Le pourcentage des cas D a considérablement baissé puisqu’il atteint 3% alors qu’il était supérieur à 15% en 2016.

Cette baisse provient :

  • Du nombre moindre de classification D en flux courant lors des 10 dernières années. Ce facteur est détaillé dans l’actualité du 14 décembre 2016.
  • Et surtout du travail de revisite opéré sur l’ensemble des cas D antérieurs à 2010 (depuis la création du GEIPAN en 1977). L’opportunité et la motivation de cette revisite sont détaillées dans l’actualité du 18 décembre 2017.


La revisite des cas anciens porte à ce jour sur près de 160 cas. Vous avez ici la liste complète des cas revisités avec les liens vers les dossiers publiés (accompagnés en règle générale d’un rapport détaillé). Le travail continue avec 65 cas en cours de revisite. Le pourcentage de cas D pourrait donc continuer à baisser.

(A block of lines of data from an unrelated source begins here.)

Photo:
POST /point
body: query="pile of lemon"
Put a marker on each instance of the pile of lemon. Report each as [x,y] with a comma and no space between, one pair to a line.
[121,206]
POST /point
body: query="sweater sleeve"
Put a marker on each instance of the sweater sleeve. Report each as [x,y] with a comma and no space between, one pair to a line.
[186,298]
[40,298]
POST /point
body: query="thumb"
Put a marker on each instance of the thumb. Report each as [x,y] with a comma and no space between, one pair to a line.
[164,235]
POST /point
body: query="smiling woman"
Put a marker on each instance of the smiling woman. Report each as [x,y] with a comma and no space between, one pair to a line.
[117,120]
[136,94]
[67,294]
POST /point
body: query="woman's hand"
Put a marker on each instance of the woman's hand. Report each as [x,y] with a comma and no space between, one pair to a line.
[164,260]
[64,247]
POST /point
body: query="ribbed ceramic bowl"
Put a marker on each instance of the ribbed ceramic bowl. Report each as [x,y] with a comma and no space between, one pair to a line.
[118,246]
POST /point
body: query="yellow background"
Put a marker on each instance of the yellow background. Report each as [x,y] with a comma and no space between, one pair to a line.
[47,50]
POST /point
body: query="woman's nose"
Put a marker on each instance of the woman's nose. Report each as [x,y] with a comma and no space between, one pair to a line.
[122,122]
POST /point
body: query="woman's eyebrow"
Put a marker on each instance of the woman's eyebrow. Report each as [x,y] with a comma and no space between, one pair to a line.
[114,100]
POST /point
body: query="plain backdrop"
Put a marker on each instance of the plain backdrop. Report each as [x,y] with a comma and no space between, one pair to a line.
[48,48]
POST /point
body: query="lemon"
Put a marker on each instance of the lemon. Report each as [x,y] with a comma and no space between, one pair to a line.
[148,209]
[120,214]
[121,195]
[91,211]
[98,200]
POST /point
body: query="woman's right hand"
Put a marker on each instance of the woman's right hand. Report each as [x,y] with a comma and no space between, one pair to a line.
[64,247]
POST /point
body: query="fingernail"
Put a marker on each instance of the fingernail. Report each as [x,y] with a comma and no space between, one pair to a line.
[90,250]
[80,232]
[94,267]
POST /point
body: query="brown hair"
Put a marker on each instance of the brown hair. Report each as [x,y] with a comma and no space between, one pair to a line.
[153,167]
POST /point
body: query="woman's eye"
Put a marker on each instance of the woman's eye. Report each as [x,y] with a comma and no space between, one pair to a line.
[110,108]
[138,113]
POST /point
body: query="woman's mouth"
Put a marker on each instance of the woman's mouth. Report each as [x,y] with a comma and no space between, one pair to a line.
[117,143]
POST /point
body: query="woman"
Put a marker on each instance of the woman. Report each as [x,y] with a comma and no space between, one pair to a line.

Le très fort taux de reclassement (seulement 4 cas maintenus D à ce jour) peut s’expliquer par plusieurs raisons qui seront explicitées dans une actualité à venir.

 

Par ailleurs, la revisite pourrait porter aussi sur les autres cas (en particulier les cas C). A ce propos, le GEIPAN est ouvert à tous commentaires sur des conclusions spécifiques à tel ou tel cas.

Archives csv de l'ensemble des cas et témoignages publiés sur le site du GEIPAN

Ces archives sont des fichiers au format csv qui peuvent être importés dans des systèmes de gestion de base de données ou dans des tableurs.

Elle ne comprennent que les données descriptives des cas et des témoignages, les documents associés restent téléchargeables sur la page des cas. Par souci d'anonymat, les coordonnées géographiques fournies sont celles du centre ville de la commune d'OBSERVATION pour les cas récents (après mars 2008), et celle de la gendarmerie de dépôt du procès verbal d'OBSERVATION pour les cas anciens.